Kusma deyince, bazı diyet tarifelerinde bu hala bu kusma yöntemi kullanıldığını biliyoruz. Bu günde insanlar daha çok yemek için kusuyorlar.
Hayat dengedir, zehir ve ilaç arasındaki temel farklardan biri dozudur. Abartmadan, kararınca yemek yiyin ve yoksula da yedirin... Eğer tadını bilirsek, yemeği paylaşmak, yemek yemekten daha lezzetlidir.
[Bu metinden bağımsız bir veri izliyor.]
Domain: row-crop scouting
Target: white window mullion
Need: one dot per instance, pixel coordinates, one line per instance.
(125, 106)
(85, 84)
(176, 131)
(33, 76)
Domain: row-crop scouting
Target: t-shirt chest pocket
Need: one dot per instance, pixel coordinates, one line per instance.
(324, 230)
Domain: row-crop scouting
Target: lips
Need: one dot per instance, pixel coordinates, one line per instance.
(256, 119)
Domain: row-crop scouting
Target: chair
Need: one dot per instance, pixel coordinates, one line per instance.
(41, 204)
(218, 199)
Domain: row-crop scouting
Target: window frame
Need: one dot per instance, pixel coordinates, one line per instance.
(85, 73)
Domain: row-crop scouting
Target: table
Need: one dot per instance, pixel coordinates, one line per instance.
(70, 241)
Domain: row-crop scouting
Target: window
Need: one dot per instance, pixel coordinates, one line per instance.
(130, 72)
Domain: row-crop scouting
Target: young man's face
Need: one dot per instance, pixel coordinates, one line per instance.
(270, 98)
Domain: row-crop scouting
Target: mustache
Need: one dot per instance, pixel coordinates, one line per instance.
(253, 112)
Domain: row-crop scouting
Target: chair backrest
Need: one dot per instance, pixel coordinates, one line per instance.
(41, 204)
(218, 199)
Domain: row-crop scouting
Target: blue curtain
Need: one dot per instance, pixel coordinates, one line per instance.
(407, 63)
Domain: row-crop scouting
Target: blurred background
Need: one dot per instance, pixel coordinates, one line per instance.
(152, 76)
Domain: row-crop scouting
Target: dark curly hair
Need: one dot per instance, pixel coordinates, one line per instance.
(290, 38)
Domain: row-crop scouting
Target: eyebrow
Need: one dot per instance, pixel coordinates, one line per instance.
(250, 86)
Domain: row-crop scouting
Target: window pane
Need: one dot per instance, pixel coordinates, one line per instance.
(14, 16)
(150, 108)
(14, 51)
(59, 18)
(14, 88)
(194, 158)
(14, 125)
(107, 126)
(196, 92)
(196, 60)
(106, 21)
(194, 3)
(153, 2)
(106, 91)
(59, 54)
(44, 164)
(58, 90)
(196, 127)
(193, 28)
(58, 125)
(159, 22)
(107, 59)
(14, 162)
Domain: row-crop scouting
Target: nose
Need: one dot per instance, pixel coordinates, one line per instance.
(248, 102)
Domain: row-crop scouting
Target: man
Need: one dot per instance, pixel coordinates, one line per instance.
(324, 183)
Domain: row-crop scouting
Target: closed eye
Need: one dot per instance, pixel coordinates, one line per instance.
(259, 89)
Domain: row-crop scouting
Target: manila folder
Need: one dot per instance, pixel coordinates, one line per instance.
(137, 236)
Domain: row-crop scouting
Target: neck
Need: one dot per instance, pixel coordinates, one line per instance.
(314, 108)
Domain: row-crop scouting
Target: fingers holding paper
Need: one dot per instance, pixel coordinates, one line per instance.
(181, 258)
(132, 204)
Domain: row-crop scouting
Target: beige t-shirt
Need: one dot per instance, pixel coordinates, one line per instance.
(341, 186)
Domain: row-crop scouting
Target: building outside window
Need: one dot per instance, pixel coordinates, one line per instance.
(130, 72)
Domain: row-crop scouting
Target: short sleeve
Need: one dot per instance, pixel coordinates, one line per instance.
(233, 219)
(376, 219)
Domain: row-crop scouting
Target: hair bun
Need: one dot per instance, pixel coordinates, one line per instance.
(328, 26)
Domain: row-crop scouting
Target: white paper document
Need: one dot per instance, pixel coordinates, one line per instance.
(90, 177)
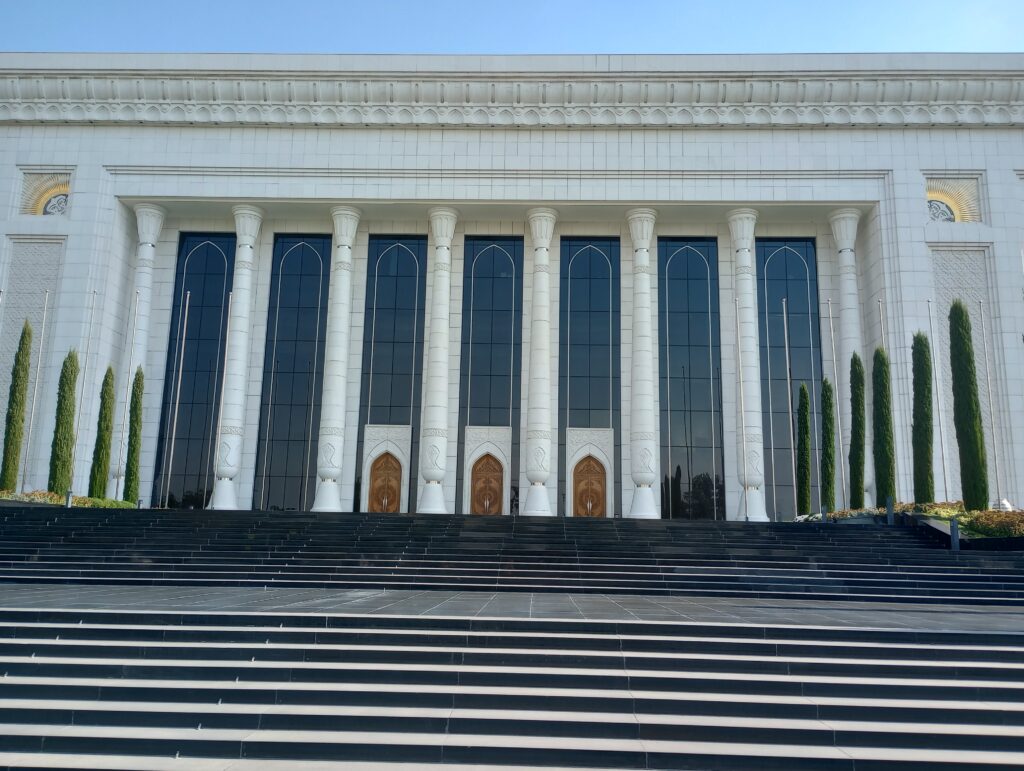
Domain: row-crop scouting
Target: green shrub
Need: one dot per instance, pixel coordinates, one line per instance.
(14, 427)
(134, 438)
(62, 446)
(884, 442)
(857, 432)
(104, 432)
(827, 471)
(967, 411)
(924, 485)
(804, 452)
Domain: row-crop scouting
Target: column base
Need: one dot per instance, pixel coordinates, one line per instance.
(643, 506)
(432, 500)
(223, 497)
(328, 496)
(752, 506)
(538, 503)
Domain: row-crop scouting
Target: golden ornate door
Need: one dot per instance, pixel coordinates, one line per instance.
(385, 485)
(589, 488)
(486, 486)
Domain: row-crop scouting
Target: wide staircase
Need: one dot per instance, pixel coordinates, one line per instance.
(246, 690)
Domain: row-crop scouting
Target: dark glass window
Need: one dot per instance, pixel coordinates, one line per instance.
(787, 277)
(392, 342)
(690, 380)
(293, 373)
(589, 337)
(188, 423)
(492, 344)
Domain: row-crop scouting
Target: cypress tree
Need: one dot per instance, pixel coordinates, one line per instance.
(884, 445)
(804, 452)
(104, 431)
(14, 427)
(134, 437)
(62, 447)
(857, 432)
(827, 446)
(924, 486)
(967, 411)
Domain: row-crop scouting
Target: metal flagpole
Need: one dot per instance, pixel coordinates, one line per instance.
(124, 416)
(938, 402)
(788, 400)
(839, 412)
(177, 399)
(81, 400)
(35, 392)
(991, 415)
(742, 412)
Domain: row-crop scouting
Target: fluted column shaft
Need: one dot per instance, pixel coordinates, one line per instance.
(331, 442)
(150, 221)
(642, 448)
(247, 223)
(844, 225)
(542, 227)
(433, 436)
(751, 444)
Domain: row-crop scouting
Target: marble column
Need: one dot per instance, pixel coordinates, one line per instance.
(433, 435)
(150, 221)
(538, 504)
(750, 448)
(643, 452)
(844, 225)
(232, 419)
(331, 443)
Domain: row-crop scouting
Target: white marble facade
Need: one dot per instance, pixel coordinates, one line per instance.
(838, 148)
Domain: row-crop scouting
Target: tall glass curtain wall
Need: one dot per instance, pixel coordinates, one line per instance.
(791, 354)
(692, 484)
(293, 374)
(492, 340)
(589, 340)
(392, 343)
(195, 371)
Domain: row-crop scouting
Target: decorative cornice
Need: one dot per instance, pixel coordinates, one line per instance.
(792, 95)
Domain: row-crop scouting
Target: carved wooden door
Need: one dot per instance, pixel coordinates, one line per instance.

Sağlığınızı bozan sağlıksız yayınlar takip ederek hayatınızı kâbusa çevirmeyin. İşin uzmanından alın bilgileri. Medyanın ve özelliklede sosyal medyanın bize pompaladığı yanlış ve manipülatif bilgilere karşı uyanık olun. İnternetten aldığınız bilginin kaynağına bakmanız gerekiyor ve o bilgileri sorgulamanız, gerekiyor, her malumata temkinle yaklaşmak gerekiyor. İletişim çağındayız ve müthiş bir bilgi akışı var, lakin yanlış bilgilerde var, kirli bilgilerde de. İnternetten gelen bilgileri süzmek ve bir filtrasyona sokmak gerekiyor… Evet, internetten bilgi alın ama kendi bilinç süzgecimizden geçirip o bilgiyi kendi anlam değer dünyamıza ondan sonra katın.
İslami yaşam dengeli bir yaşamdır. Ayette “Ey Âdemoğulları! Her namaz kılacağınızda güzelce giyinin, yiyin için fakat israf etmeyin. Çünkü Allah israf edenleri sevmez” (Araf 31) denilmektedir. Rol modelimiz peygamberimiz “Karnınız iyice acıkmadan yemeğe oturmayınız. Tam doymadan da kalınız” buyuruyor. Yine âlemlerin efendisi Peygamberimiz;” İnsana belini doğrultacak birkaç lokma yeter. Bunu yapamıyorsa midesinin üçte birini yemeğe, üçte birini suya, üçte birini de havaya ayırsın” buyuruyor.